Under the revised guidelines, advertisements that feature a consumer and convey his or her experience with a product or service as typical, when that is not the case, will be required to clearly disclose the results that consumers can generally expect. In contrast to the 1980 version of the guidelines – which allowed advertisers to describe unusual results as long as they included a disclaimer such as “results not typical” – the revised guides no longer contain this safe harbor.
The revised guidelines also include examples that illustrate the principle that “material connections” — payments or free products — between advertisers and endorsers must be disclosed.
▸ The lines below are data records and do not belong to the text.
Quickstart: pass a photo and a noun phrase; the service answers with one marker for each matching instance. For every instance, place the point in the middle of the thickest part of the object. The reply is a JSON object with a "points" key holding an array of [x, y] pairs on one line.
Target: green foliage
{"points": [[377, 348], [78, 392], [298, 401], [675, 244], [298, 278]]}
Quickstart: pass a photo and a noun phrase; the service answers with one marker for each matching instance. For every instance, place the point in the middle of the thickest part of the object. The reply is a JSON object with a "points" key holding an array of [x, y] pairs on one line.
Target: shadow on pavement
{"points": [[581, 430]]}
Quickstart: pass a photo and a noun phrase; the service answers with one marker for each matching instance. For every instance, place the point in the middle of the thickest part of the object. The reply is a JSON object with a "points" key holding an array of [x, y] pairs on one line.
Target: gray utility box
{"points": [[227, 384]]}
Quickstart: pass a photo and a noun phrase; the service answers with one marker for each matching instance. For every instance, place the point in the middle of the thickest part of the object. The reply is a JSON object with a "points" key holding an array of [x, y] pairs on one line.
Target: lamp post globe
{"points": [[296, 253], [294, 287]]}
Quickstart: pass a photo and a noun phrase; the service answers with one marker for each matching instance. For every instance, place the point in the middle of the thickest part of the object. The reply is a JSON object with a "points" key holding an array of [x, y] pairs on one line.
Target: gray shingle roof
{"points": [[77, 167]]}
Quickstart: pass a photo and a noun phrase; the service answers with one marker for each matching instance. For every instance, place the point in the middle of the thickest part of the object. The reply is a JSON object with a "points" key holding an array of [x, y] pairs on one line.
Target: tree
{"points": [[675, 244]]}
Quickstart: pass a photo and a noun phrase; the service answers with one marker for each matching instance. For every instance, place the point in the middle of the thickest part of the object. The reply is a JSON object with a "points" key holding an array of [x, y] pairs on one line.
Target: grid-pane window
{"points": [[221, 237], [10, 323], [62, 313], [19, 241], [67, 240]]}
David Churbuck, VP of global digital marketing at Lenovo, said it is important “to make sure we’re compliant” with legal implications of the guides.
“I want that objectivity and church and state separation,” Churbuck said. “We don’t pay people to mention us.”
Churbuck added that bloggers who write about Lenovo products are treated the same as mainstream reporters.
“We don’t give them products or pay them,” he said. “The [review] products are on loan and they need to be recovered.”
“Most marketers and bloggers get that disclosure is a must,” added David Berkowitz, senior director of emerging media and innovation at 360i. “We’re happy to see this formalizes what we’ve been doing for a long time.”
Beal said the guidelines will go further, differentiating between traditional and guerilla marketers.
“If you already operate at a high level of transparency, it’s nothing but a good thing,” he said. “On the flip side, you have guerilla marketers and those using the opaqueness of this relationship to get their products pitched, and they will have to rethink” their strategies.
Beal said the guidelines also apply to social networks. “I see a lot of Tweets that link to products and services,” he said. “You have 140 characters. That’s a challenge for disclosure.”
Churbuck added that there is no agreement on the issue within the marketing community, and that there is contention regarding “blogola” — a riff on “payola.”
“It’s a big deal within the social media crowd, and it’s a very divisive issue,” he said. “I’m in the “against” crowd…What I’m saying is, I’m not paying anyone for this. I won’t go to a third-party agency with a quarter of a million dollars of Thinkpads and say, ‘Go get me word of mouth.’ That may work for disposable diapers and Hamburger Helper, but it doesn’t work with a Ford Focus.”
The Electronic Retailing Association, a trade association for Internet retailers, endorsed the altered guidelines as a way root out marketers who do not disclose pay-for-blog policies.
“ERA fully supports enforcement against businesses and individuals that cut corners and jeopardize the healthy and vibrant $300 billion electronic retailing sector,” said Julie Coons, president and CEO of ERA, in a statement.
The guides are administrative interpretations of the law intended to help advertisers comply with the Federal Trade Commission Act; they are not binding law themselves. The FTC would have the burden of proving that the challenged conduct violates the FTC Act.